Determination of amnionicity and chorionicity is critical in the antenatal management of twins and should be done in the first trimester.
Chorionicity is important for managing structural anomalies, aneuploidy, the aetiology of fetal growth and/or fluid discordance, early diagnosis of twin-to-twin transfusion syndrome, and the management of a surviving twin following intrauterine demise.
There is a high mortality and morbidity of monoamniotic twins.
Monochorionic means 1 shared placenta.
Dichorionic means 2 placentas (twins/triplets).
Trichorionic means 3 placentas (triplets) and so on.
The amnion may be around 1 of the fetuses or there may be a second or third foetus within the same amniotic sac. It is important to turn the gain up to see if there is a thin membrane between the fetuses.
Labelling Foetal number
When labelling the fetuses it is important to be consistent so that follow up scanning does not mistakenly change the order.
The first twin, labelled Twin A or Twin 1, is closest to the cervix. The second fetus is the fetus adjacent to fetus 1 and next closest to the cervix, etc.

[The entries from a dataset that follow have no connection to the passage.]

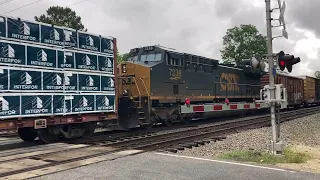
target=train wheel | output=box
[38,129,60,144]
[18,128,38,142]
[82,123,96,137]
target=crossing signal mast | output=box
[278,51,300,73]
[241,57,266,71]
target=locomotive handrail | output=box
[140,77,150,118]
[132,77,141,107]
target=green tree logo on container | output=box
[31,49,53,67]
[75,96,93,112]
[0,97,16,116]
[25,96,49,114]
[13,72,38,90]
[0,44,22,64]
[79,55,96,70]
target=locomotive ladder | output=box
[118,75,151,124]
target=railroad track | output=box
[91,107,320,152]
[0,107,320,180]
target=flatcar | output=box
[118,45,262,128]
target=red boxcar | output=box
[260,73,304,106]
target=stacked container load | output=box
[0,16,115,119]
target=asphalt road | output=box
[33,152,320,180]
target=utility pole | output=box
[265,0,279,154]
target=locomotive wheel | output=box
[18,128,38,142]
[82,123,95,137]
[38,129,60,144]
[182,116,191,124]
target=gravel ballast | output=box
[178,114,320,157]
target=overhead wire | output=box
[4,0,42,14]
[67,0,89,7]
[0,0,89,14]
[0,0,14,6]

The number of yolk sacs may help diagnose the amnionicity of the twins.
When 2 yolk sacs are seen in the extra-embryonal coelom, the pregnancy will be diamniotic, while a single yolk sac in most cases indicates mono-amniotic twins.
A single yolk sac seen when there are two embryos should prompt a follow-up first trimester scan to definitively assign amnionicity.
Twin Peak/Lambda Sign/Chorionic Peak
The lambda sign λ is the symbol for the eleventh lower-case letter in the Greek alphabet. It refers to the triangular projection of chorion between the layers of inter-twin membranes.
The triangular shape is shown upside down below.
It is best seen between 10- 14 weeks gestation. If seen it is highly suggestive of dichorionic diamniotic twins (DCDA). It is also known as the twin peak sign because the fusion of the placentas looks like the appearance of a mountain top between the two sacs.
Lambda/Twin Peak/Chorionic Peak sign
Lambda λ is the symbol for the eleventh lower-case letter in the Greek alphabet. The triangular shape is shown upside down here.
Absence of sign
These twins at 6 weeks have 2 separate gestational sacs (ie diamniotic, dichorionic).
Monochorionic Diamniotic twins (MCDA)
These twins share a placenta which is posteriorly positioned but have an amniotic membrane separating them.
At this early stage (6 weeks) it is difficult to ascertain the chorionicity and amnionicity. At 10-12 weeks gestation it is more accurate.
Uncertain triplet chorionicity at this early stage.
In this gestational sac there are 2 fetuses (A and B) within 1 amnion and and a third fetus within another amniotic sac. At this early stage it is very difficult to assess for chorionicity but it is potentially MCDA or DCDA or DCTA triplets.
Look for the number of yolk sacs
The number of yolk sacs may help diagnose the amnionicity.8 When 2 yolk sacs are seen in the extra-embryonal coeloma, the pregnancy will be diamniotic, while a single yolk sac will in most cases indicate monoamniotic twins. A single yolk sac seen when there are dual embryos should prompt a follow-up first trimester scan to definitively assign amnionicity.
Trichorionic Triamniotic Triplets (TCTA)
This sagittal view of the uterus show 3 individual gestational sacs.
These triplets will develop their own placenta. The thick dividing membranes show the “lambda sign”.
Each triplet is labelled A,B and C in order of the distance from the cervix.
Dichorionic Triamniotic Triplets (DCTA)
Two of the fetuses share a placenta with a thin amniotic membrane dividing them (DA) and the third triplet sits within its own gestational sac and therefore has its own placenta. Ths there are 2 placentas in total and 3 amnions – DCTA
Role of Ultrasound
To ascertain the gestational age, amnionicity and chorionicity of the fetuses as well as the viability.
If the scan is done before 10 weeks it can be difficult to determine both the amnionicity and chorionicity accurately.
A full bladder for an initial scan before proceeding to a transvaginal scan.
The highest frequency probe possible which allows penetration through to the posterior wall of the uterus at the lowest power level.